W tym czasie codziennie odmawiałem narzucony zestaw modlitw: „Anioł Pański”, ułożone przeze mnie modlitwy poranne, cz. radosną różańca i koronkę pokoju do której dodawałem post w intencji pokoju w b. Jugosławii. Właśnie zaczynam wołanie (6.00)...

   W przychodni trafiam na normalny nawał, różne sprawy ludzkie i przypadki losowe...wielu trzeba pocieszać, wskazywać drogę, bo dużo chorych jest przestraszonych. Najgorsze jest ludzkie zwątpienie wpuszczane przez demona, a znam to z codziennej walki z Bestią.

   Ludzie mają kłopoty i idą tam, gdzie rozdzielają dobra...ja takimi dysponuję: zaświadczenia, skierowania do sanatorium lub na rentę, zwolnienia z ciężkiej pracy, służby i szkoły, informacje dla różnych urzędów i sądów. Wszystko piszę na maszynie, także zalecenia leczenie, a to jest ważne, bo zamieszczam tam dodatkowe uwagi.

   Niektórych trzeba przegonić: żołnierza, który „spóźnił się do jednostki” (czuć alkohol), takiego, który mówi, że „pan wie i rozumie”, a nawet sąsiada proszącego o "odpoczynek".

   Podczas rozbierania się starszej pani napłynęła bliskość Matki Najświętszej, a moje serce zalał wielki pokój z pragnieniem modlitwy. To napływało falami dając ukojenie duchowe...jak podczas wachlowanie twarzy w upale.

    W takich momentach jest to wielkie cierpienie, ponieważ pragniesz jednego...padnięcia na kolana, a tu gołe ciało! W pokoju i radości rozpocząłem „Zdrowaś Maryjo” i znalazłem się w uniesieniu duchowym...zmieszała się ziemia z Niebem.

   Tak trwam bez obiadu i około 14.30 trafia się córka ewidentnie skrzywdzonej pacjentki, którą po wypadku w pracy z utratą zdrowia koledzy uznali komisyjnie za zdrową. W tej sekundce wiem, że mam modlić się: za powołanych do czynienia dobra, którzy szkodzą…

   Koronka do Miłosierdzia Bożego została przerwana dwoma wizytami. Zalecam młodemu człowiekowi wijącemu się z bólów, aby przekazał wszystkie cierpienia Matce Bożej (dwa zawały, dyskopatia i bezdzietność), a w tym momencie zauważyłem, że nad nim jest wielki obraz Matki Boskiej Częstochowskiej.
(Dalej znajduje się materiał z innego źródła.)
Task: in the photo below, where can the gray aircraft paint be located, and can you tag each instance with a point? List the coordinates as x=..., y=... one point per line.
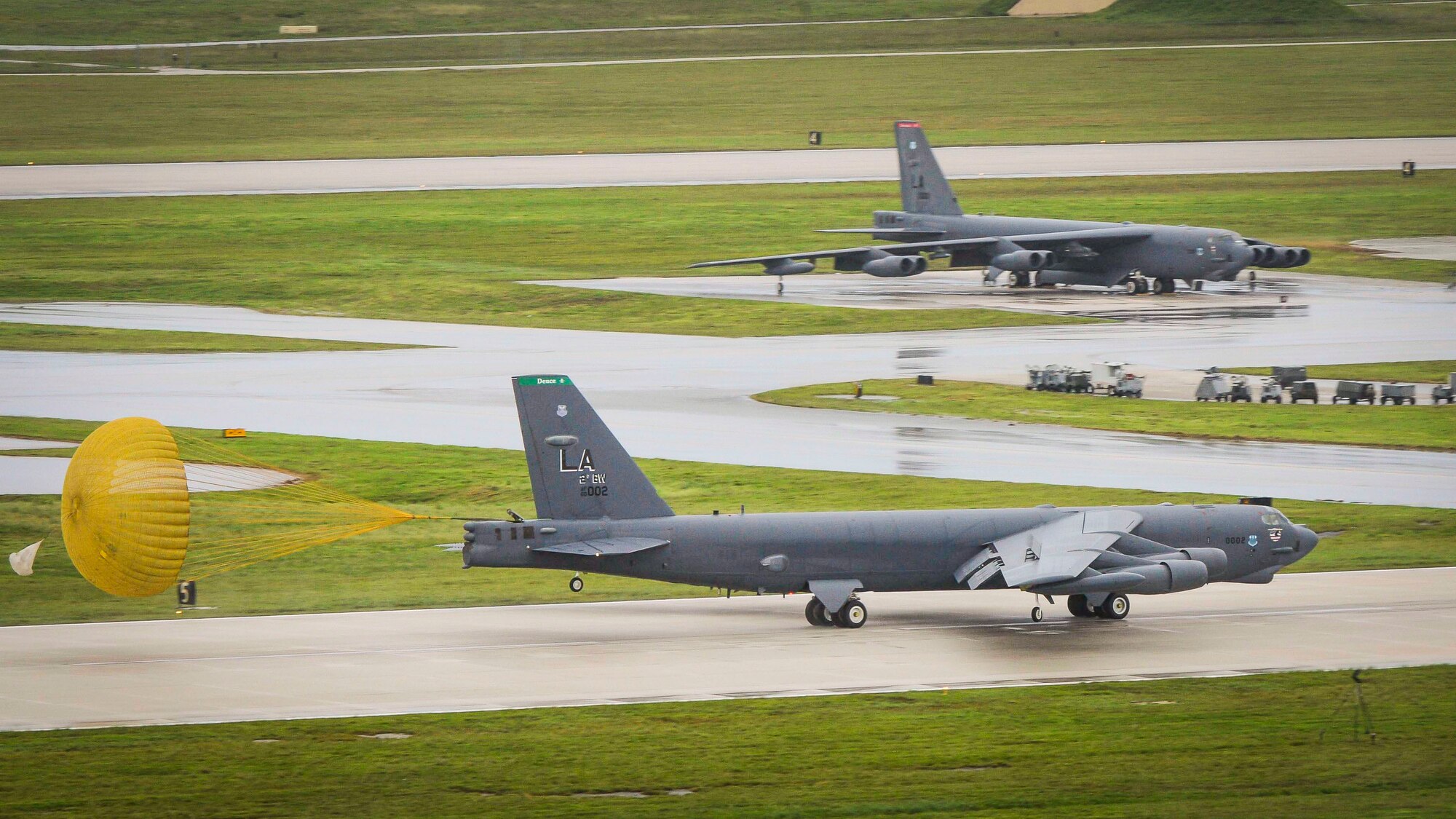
x=1056, y=251
x=602, y=515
   Z powodu postu, wady serca, niskiego ciśnienia i upracowania prawie chwiałem się na nogach, a ból duszy dochodził do zenitu. Miałem tylko jedno pragnienie, aby być na Mszy Świętej! Tak się stało, że o 16.20 ukoiło mnie 10 minut snu! Aż krzyknąłem: „Jezu mój, jak wielki to dar”…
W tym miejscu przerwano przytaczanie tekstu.